More good news from Pakistan — not words I’m used to writing, but it’s true. Following the arrest of Mullah Baradar, the Afghan Taliban’s No. 2 man, Pakistani forces have also locked up two of the Taliban’s “shadow governors” who are in nominal charge of two Afghan provinces. Is this, perhaps, the start of a trend? Hard to say. But it’s certainly a good start. Pakistan’s Inter-Services Intelligence Agency is so closely connected with the Afghan Taliban, to whom they provide funding, arming, intelligence, and general strategic direction, that if ISI truly turns against its proxies, its agents could readily arrest most of the Taliban leadership with little problem. Let us hope they decide to do so.

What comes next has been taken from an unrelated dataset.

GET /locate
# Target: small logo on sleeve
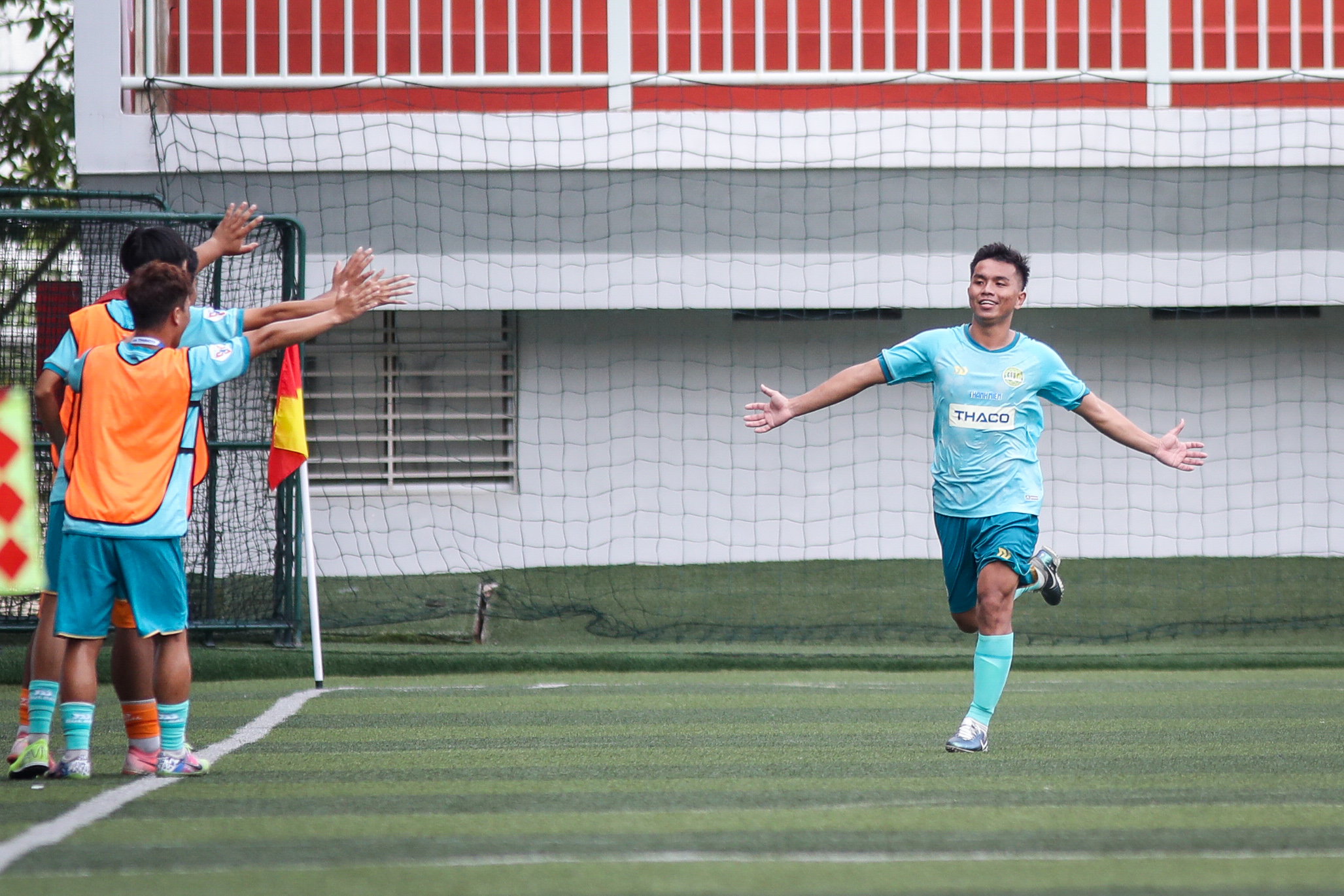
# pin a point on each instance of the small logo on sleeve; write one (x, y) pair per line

One of the major determinants of success or failure for insurgencies has always been whether they are able to receive substantial support from the outside. The Taliban were able to resurrect themselves with Pakistani support after 2001 — just as they were able to seize power in the first place in the 1990s with Pakistan’s backing. If that support is now being withdrawn, it will be a serious, if not fatal, blow to the Afghan Taliban. They will still have financing that comes from the drug trade and from rich Arab donors, but they will find it much harder to access those funds and to carry out all the other activities (propaganda, training, arming, etc.) necessary to keep a guerrilla movement flourishing. I am by no means suggesting that such a complete cutoff is in the works, but even the steps Pakistan has already taken are significant and surprising.
It would be fascinating to find out what is going on in Pakistani government circles — what convinced them to round up such prominent erstwhile allies? It’s hard to know, but perhaps President Obama’s decision to send 30,000 more troops to Afghanistan has something to do with it. By signaling that the U.S. is not bugging out, the president shifted the odds against a Taliban victory and made Pakistan more willing to accommodate our concerns. Or so we can speculate from afar. The true story will only emerge in time.